Psych Researchers Might Have an Amazon Mechanical-Turk Problem on Their Hands

By

If you’re a psychologist who likes to run experiments, access to subjects for those experiments is a perpetual concern. The more subjects you have in a given experiment, the more oomph that experiment will pack once it’s published; and the more diverse and representative of the broader population your subjects are, the more meaningful your results will be seen as by other researchers. But large, diverse subject pools cost a lot of money to bring in — this can be a major logistical hurdle.

The first, easiest option for psychologists is college students. If you’re an academic psychologist, after all, students are constantly buzzing around you, like insects, and since many of them are cash-strapped, they are more than willing to sit in a lab for a couple hours in exchange for enough cash to buy their friends a couple rounds at the local campus pub — or, in other cases, for course credit (participation in an experiment or two is part of many psychology courses).

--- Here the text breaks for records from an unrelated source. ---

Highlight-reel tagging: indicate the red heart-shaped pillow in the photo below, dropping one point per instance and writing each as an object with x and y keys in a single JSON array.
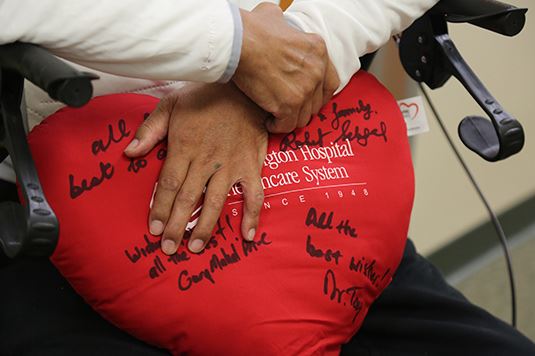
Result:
[{"x": 338, "y": 196}]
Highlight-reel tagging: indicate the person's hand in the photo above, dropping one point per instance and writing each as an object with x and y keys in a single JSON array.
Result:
[
  {"x": 285, "y": 71},
  {"x": 216, "y": 138}
]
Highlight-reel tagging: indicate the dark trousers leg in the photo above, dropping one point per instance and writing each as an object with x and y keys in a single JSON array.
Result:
[{"x": 419, "y": 314}]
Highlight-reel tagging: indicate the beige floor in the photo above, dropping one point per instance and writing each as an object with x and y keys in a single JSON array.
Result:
[{"x": 485, "y": 282}]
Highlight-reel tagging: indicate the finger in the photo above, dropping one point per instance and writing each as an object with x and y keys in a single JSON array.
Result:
[
  {"x": 150, "y": 133},
  {"x": 305, "y": 114},
  {"x": 253, "y": 197},
  {"x": 172, "y": 176},
  {"x": 284, "y": 124},
  {"x": 330, "y": 84},
  {"x": 317, "y": 99},
  {"x": 214, "y": 200},
  {"x": 186, "y": 201}
]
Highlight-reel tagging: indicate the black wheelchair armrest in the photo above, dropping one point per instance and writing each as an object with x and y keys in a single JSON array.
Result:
[
  {"x": 429, "y": 55},
  {"x": 31, "y": 228}
]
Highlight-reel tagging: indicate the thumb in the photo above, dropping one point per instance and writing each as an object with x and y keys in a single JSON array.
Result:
[{"x": 150, "y": 133}]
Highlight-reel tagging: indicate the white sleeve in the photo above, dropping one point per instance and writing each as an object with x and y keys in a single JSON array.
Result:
[
  {"x": 150, "y": 39},
  {"x": 353, "y": 28}
]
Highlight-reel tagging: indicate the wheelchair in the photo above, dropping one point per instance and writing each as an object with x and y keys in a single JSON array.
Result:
[{"x": 426, "y": 51}]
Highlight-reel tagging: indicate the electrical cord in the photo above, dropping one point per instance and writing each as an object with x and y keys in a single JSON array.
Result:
[{"x": 492, "y": 215}]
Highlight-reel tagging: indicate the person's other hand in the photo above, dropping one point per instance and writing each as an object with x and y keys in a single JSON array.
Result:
[
  {"x": 216, "y": 138},
  {"x": 285, "y": 71}
]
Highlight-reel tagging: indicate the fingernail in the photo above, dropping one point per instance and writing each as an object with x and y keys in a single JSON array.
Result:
[
  {"x": 250, "y": 236},
  {"x": 168, "y": 247},
  {"x": 196, "y": 245},
  {"x": 132, "y": 144},
  {"x": 156, "y": 227}
]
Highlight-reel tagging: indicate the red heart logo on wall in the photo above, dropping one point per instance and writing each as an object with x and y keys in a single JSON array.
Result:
[{"x": 412, "y": 108}]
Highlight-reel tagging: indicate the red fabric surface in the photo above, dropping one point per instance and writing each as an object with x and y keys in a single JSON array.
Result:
[{"x": 338, "y": 199}]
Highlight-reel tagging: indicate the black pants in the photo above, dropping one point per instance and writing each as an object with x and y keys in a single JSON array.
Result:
[{"x": 418, "y": 314}]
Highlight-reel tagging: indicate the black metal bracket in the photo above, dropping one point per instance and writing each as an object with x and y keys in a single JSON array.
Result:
[
  {"x": 31, "y": 228},
  {"x": 429, "y": 55}
]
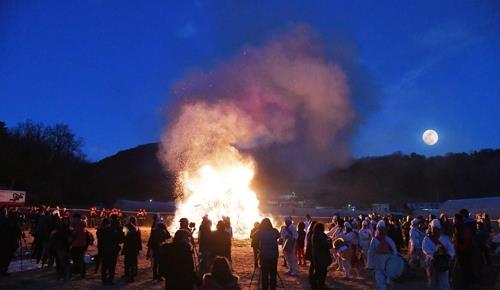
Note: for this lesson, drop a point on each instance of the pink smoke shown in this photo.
(284, 94)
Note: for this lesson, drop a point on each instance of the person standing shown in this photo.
(176, 263)
(405, 226)
(351, 239)
(381, 248)
(308, 253)
(98, 257)
(267, 239)
(299, 249)
(365, 237)
(221, 242)
(321, 257)
(60, 239)
(79, 244)
(438, 251)
(111, 238)
(158, 236)
(416, 237)
(255, 244)
(204, 243)
(290, 235)
(221, 277)
(132, 245)
(10, 232)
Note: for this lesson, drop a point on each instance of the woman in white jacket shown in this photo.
(436, 246)
(381, 249)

College students aren’t perfect, though: For one thing, while on an individual level they might be willing to work for a bit of pocket change, on many campuses they do tend to be richer and less diverse, in the aggregate, than the broader U.S. population. And they’re certainly younger. So if you identify some interesting psychological mechanism, but your reference point is a group of college students, an easy, valid critique is “Okay, that’s kinda interesting, but are we sure this applies to people who aren’t 20 years old?”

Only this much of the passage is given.